Une nuit, insomnie aidant, je me suis calée sur une chaîne du service public qui retransmettait les prouesses des acharnés de la performance. (Non, pas ceux là, « chaîne du service public », j’ai dit)

Le jour suivant, le programme de la journée de half pipe (rhoo, mais non, ça se prononce païpe, enfin, chaîne du service public !) s’avérant plutôt distrayant, je suis restée toute la journée dessus, profitant des quelques décrochages pour aller me laver et chercher la bite de chocolats offerts par mam. (Hmmm ? Ah, bah c’est malin, avec vos bêtises je fais rien qu’à me tromper maintenant !! Ma MAMAN m’a offert une bOite de chocolats.)

Rapidement, j’ai pris l’habitude, et, de fil en aiguille, j’en suis arrivée à faire la moule (s’il vous plaît, ne soyez pas vulgaires non plus) devant le boarder cross, le saut à ski, le bobsleigh, le ski acrobatique et même le short track, avec cependant des impasses sur le combiné nordique et le hockey, parce que, faut pas déconner non plus, dans le premier il y a tellement peu d’action qu’on s’ennuie (je parle toujours de combiné nordique) et dans le second, le palet est tellement petit qu’on ne sait jamais où il est (sans commentaire).
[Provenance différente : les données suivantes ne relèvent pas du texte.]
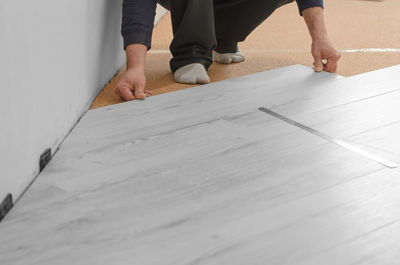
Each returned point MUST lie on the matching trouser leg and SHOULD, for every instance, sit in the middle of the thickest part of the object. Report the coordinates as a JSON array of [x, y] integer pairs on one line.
[[236, 19], [194, 32]]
L’autre jour, j’ai eu l’impression d’avoir touché le fond en pensant « rha, zut, le curling n’est pas diffusé, c’est con j’aurais bien aimé les regarder astiquer la glace. » (La glace !! Astiquer la glace !! Vous êtes en manque ou quoi ?!) Terrifiée par l’énormité (là, il faut lire en entier la phrase) de cette pensée (voilà, c’est la pensée qui est énorme), je me suis mordue les joues (oui, mais non, en fait), et pour oublier, je me suis faite (vous ne savez pas lire ?! il faut aller jusqu’au point au bout de la phrase !) la finale féminine du boarder cross.

Pourtant, le vrai fond, je l’ai atteint ce soir, alors que, zappant, j’ai entendu Annick vanter le porté réalisé par les patineurs grands bretons. Peu intéressée par le patinage artistique, je suis tout de même restée sur la chaîne pour regarder ce que ce porté avait de si enthousiasmant. Et là, c’est le drame :

« Oulalah oui dis donc, c’est vrai qu’il est joli ce porté ! »
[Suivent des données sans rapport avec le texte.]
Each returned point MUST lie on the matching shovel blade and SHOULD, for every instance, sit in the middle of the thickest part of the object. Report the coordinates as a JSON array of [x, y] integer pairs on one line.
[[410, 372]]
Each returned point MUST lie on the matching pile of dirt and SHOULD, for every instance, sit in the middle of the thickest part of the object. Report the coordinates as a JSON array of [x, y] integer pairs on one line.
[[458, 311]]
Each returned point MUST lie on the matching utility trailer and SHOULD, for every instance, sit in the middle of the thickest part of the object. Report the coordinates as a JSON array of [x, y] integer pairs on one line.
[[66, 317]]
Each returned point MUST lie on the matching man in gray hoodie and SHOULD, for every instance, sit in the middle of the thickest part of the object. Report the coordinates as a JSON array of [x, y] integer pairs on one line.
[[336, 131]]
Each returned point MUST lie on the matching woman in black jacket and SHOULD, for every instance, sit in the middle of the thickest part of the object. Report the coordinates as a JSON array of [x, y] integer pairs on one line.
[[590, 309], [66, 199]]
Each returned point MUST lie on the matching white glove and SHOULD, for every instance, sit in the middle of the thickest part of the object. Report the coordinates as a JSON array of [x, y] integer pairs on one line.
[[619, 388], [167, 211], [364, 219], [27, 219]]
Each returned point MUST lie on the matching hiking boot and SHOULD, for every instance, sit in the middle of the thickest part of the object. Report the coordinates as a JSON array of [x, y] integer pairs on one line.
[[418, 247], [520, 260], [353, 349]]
Avec de l’émerveillement dans la voix.
J’ai peur.
Si ça se trouve, après ça, plus jamais ma vie ne sera la même.
Si ça se trouve, je vais m’acheter un costume de poupée de foire ou un avec ces superbes découpes en tissu imitation peau.
Si ça se trouve, je vais devenir accro aux sports télévisés.
Ou, pire, je vais devenir porno star hannnn non non !!! Sportive ! Je vais devenir sportive !
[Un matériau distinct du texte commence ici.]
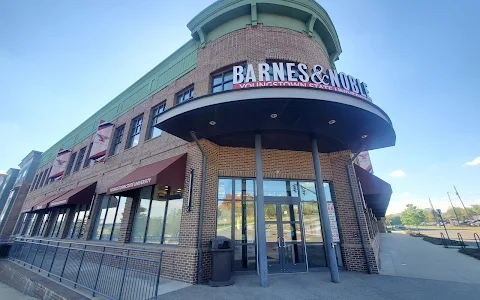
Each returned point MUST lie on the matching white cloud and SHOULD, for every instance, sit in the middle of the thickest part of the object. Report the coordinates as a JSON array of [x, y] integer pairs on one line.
[[474, 162], [397, 173]]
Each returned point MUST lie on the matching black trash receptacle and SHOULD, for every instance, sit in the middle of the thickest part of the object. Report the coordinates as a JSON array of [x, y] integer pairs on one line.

Mentions spéciales d’affligeante nullité décernées à :
- Philippe Candeloro pour ses remarques frisant l’obscénité. Il avouera par exemple à la fin que l’allemande et ses « jolies petites fesses » (sic) lui ont manqué pendant cette compétition. Il demandera un peu plus tard à Nelson d’arrêter de s’exciter sur les compétitrices parce que « c’est moi qui vous ramène à l’hôtel et je voudrais pas passer un sale quart d’heure si vous voyez ce que je veux dire » (sic, encore) (Toujours sévices publics, euuh, non, service, oui euh, ‘ttendez j’ai un doute, Nelson qui se fait Philippe dans l’ascenseur d'un hôtel italien, c’est service public ou pink TV ??)
- Annick pour son sens hors norme du français. « Aucune déduction technique ne peut être inculquée ». Sic, malheureusement.